Two men are yarning about the old days, now and then dissolving into laughter. One wears his reading glasses low on his nose. This is "Mr Hauraki", but he doesn't like being called that.

"It was a hell of a lot more than one person, that's for sure," says David Gapes, still lean but with less hair.

It was the 1960s and these men are now in their 60s.

"Jeez, it wasn't even the both of us, it was a lot of people who put their heart and soul into it. Most of them haven't got much recognition for it, but that's the truth of it."

Gapes and Denis "Doc" O'Callahan, sitting beside him, are original Radio Hauraki pirates. The men and the other two original directors, Derek Lowe and Chris Parkinson, and a team of rebellious youngsters, waged war against the stuffiness of state-controlled radio in the '60s. They set to sea in a boat and changed the airwaves forever.

If you push them, these two will admit to more than a little astonishment at what they achieved. From state-controlled radio with a few stations, now there are commercial networks and small stations broadcasting out of suburbs.

Generations of New Zealanders were introduced to some of the best music because of the pirates - the Rolling Stones, Jimi Hendrix, Led Zeppelin; it's a long list. New Zealanders are still growing up to the music as Hauraki remains strong.

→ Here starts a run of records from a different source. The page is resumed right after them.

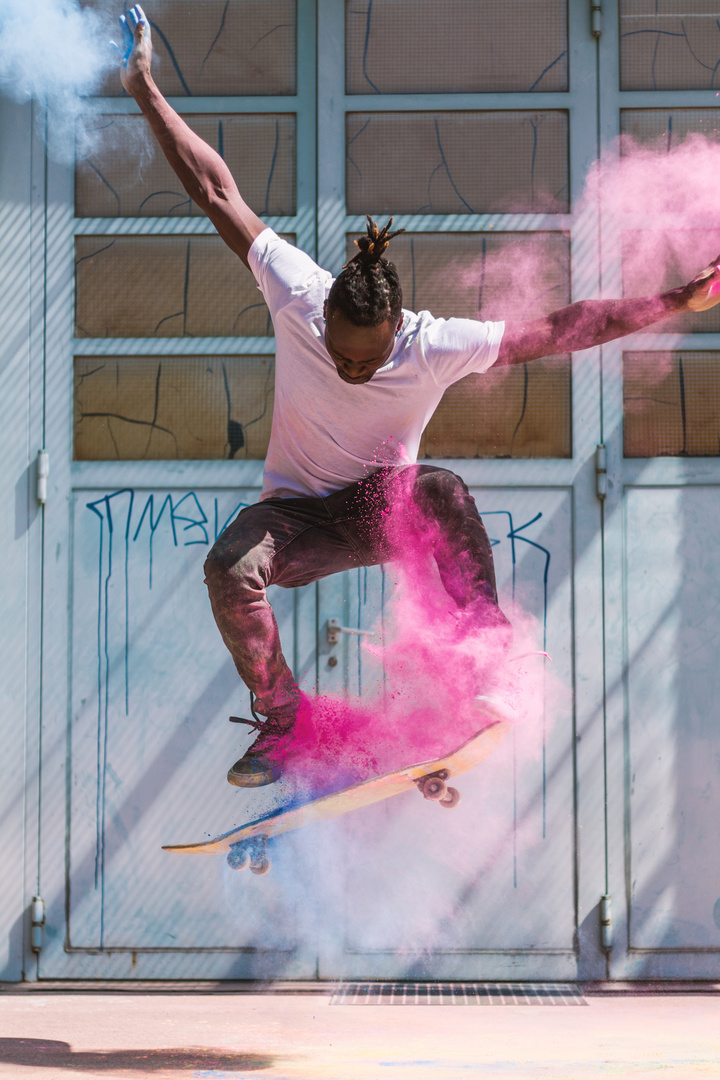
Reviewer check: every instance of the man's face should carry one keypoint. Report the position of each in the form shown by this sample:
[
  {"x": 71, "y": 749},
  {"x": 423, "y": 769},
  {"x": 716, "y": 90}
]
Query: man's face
[{"x": 357, "y": 351}]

Tune in any time and catch a Metallica track or Alice Cooper singing Poison, or the Doors, or Pink Floyd, or some Bowie, or maybe the Exponents. Radio Hauraki, as the slogan goes, is still "classic rock that rocks".

The station is turning 40 this year. On December 4, officially.

On that day in 1966 the first transmission went out from the Tiri in the Colville Channel, between Great Barrier Island and the Coromandel Peninsula, in a little pocket of international water.

The party is already underway. It is October after all, known at Radio Hauraki as Rocktober. Hello Sailor, Th'Dudes and Hammond Gamble are already on the road for a series of concerts in the pirates' honour.

Gapes and O'Callahan are thinking back to how it all began. Yep, Gapes remembers the moment; he's just not sure which pub it was. Just loose conversation in a pub in Wellington. Maybe the public bar of the St George, he thinks. No, the Britannia. Anyway, the one next to where the Evening Post used to be.

Gapes was a journalist back then. He is again now. It's print media which flows through his veins, not radio, he says.